As mad as Sustenon the Damned was, he had grown even more powerful in the last few years. He was always a strong mage, even when Andragos had tutored him, but he reveled in his power and thought himself more than he was. He wanted to be a god—and that was his undoing—but Erik would have to be at his best to win this battle. But what about the comment Syzbalo had made?
There was something the Lord of the East had said that had struck Andragos as worthy of considered thought, something about a mistranslation of the Dragon Scroll. He had made sure to make a copy—unbeknownst to Syzbalo—before handing the scroll over to the Lord of the East and had found some inconsistencies in the text as well. It was something about a key, but not a key, a golden dagger. Erik had the key. No, that wasn’t it either. He tried again to bring up a vision of Erik and his companions but to no avail.
Andragos sat in his favorite chair and closed his eyes to think. Images and ideas flashed across his mind and then he smiled and opened his eyes again. Now he understood, The Lord of the East thought himself so brilliant, with his Isutan mage and his witches and his growing knowledge of the dark arts, but the dagger Erik carried with him was not just a key. No. It was the Dragon Sword.
Tread lightly, Erik.
A knock came at the wizard’s door. He thought it might be more inquisitors from Fen-Stévock. For a while, it seemed as if they came every day. The Lord of the East had become bold in his mistrust of Andragos, sending such men to his door, looking for a traitor’s family and friends, as if he would know where they were. Andragos soon sent them back on their way to Fen-Stévock.

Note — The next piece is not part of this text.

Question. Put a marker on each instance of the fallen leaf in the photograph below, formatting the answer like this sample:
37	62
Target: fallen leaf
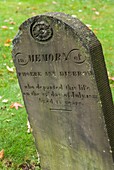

Andragos knew they would come. He saw it on Syzbalo’s face when they spoke of the traitor, Ja Sin. He knew the Lord of the East didn’t believe him. But there was no one to seek out; Ja Sin’s family was no longer at Andragos’ cottage.
The Black Mage had foreseen, long ago, that times like this might arise. He knew that his position would put him at odds with the leaders of Golgolithul, and so he created a portal in each of his dwellings. They led to various places, most of them pleasant and hospitable. The portal underneath his cottage led to a forest meadow on the other side of the world, a place no man had discovered yet, a place once inhabited by elves. He had taken care of the elves and much of his magic he gathered from the ruins they left behind. His thoughts of the white tower made him believe Erik had discovered a similar place—a meadow much like the one to which he had sent Ja Sin’s family. Of course, Fealmynster was once such a meadow as well.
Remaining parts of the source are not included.